À Aurore Lalucq, la tâche de dénoncer Renaissance et le camp présidentiel. « Oui, il y a chez eux des éléments pro-européens, mais ils sont à géométrie variable, déplore-t-elle. Dès qu’il s’agit d’obtenir des progrès sociaux, sociétaux, ou dans la réglementation économique, ils ne sont plus là ». Et, enfin, au tour d’Olivier Faure, premier secrétaire du PS, de défier le Rassemblement national : « À nous de porter la grande confrontation avec l’extrême droite, clame-t-il. Pas dans trois ans, maintenant. Ils portent le projet de pervertir l’Europe, ils entendent la corrompre de l’intérieur pour en modifier la raison d’être.

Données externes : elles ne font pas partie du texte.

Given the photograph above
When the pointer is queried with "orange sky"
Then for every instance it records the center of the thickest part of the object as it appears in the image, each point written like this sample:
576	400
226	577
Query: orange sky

Ce qu’ils défendent, c’est une Europe blanche et chrétienne, la volonté d’entrer dans une guerre de civilisation ».
La mission de Raphaël Glucksmann, quelques minutes plus tard, est de porter un projet plutôt qu’une cible : « L’émergence d’une grande puissance écologique européenne ». Du moins en apparence, car ce but dissimule mal son entreprise : s’attaquer au réservoir d’électeurs de Marie Toussaint, candidate des Écologistes, qui frôle déjà dangereusement la barre des 5 % dans les sondages… « De cette rencontre entre puissance et écologie naîtra l’offre politique qui dominera les décennies à venir et sera la seule offre politique cohérente face au repli nationaliste et à la tentation de l’abîme autoritaire », juge-t-il.

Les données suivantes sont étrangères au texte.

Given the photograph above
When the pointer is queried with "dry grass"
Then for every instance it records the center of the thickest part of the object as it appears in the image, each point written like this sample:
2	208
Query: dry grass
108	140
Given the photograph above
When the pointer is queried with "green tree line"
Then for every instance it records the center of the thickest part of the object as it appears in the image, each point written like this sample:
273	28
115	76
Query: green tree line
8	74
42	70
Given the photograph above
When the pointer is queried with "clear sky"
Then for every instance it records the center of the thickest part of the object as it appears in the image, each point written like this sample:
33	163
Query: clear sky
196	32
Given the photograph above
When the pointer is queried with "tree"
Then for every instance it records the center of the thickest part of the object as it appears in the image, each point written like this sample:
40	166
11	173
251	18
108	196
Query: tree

Pour convaincre les écologistes hésitants, l’eurodéputé donne tout : citations de Bruno Latour, philosophe de l’écologie politique, appel à « entendre ce que nous disent les scientifiques », plan de réindustrialisation verte, ode à la sobriété, et esquisse de ce qu’il imagine voir devenir « l’acte 2 » du Pacte vert, à savoir une « phase de la planification, de l’investissement, de l’accompagnement, et de la protection ».
Tout en rejetant « ceux qui se prennent pour Jupiter ou Robespierre », la tête de liste socialiste a dans la foulée lancé un « appel solennel » à « tous les démocrates intègres et sincères de ce pays ». « Si vous partagez nos principes fondamentaux, si vous avez en commun avec nous l’inlassable quête de justice qui doit animer la République, si vous partagez avec nous la conscience écologique et l’amour de l’Europe (…), venez amplifier notre dynamique, déclame-t-il. Nous travaillons à quelque chose de neuf, à l’émergence d’une social-démocratie rénovée, débarrassée de ses compromissions, qui épouse l’écologie politique et se refonde en l’épousant. » Reste à savoir si cet élan peut encore prendre de l’épaisseur. Ou bien se dégonfler.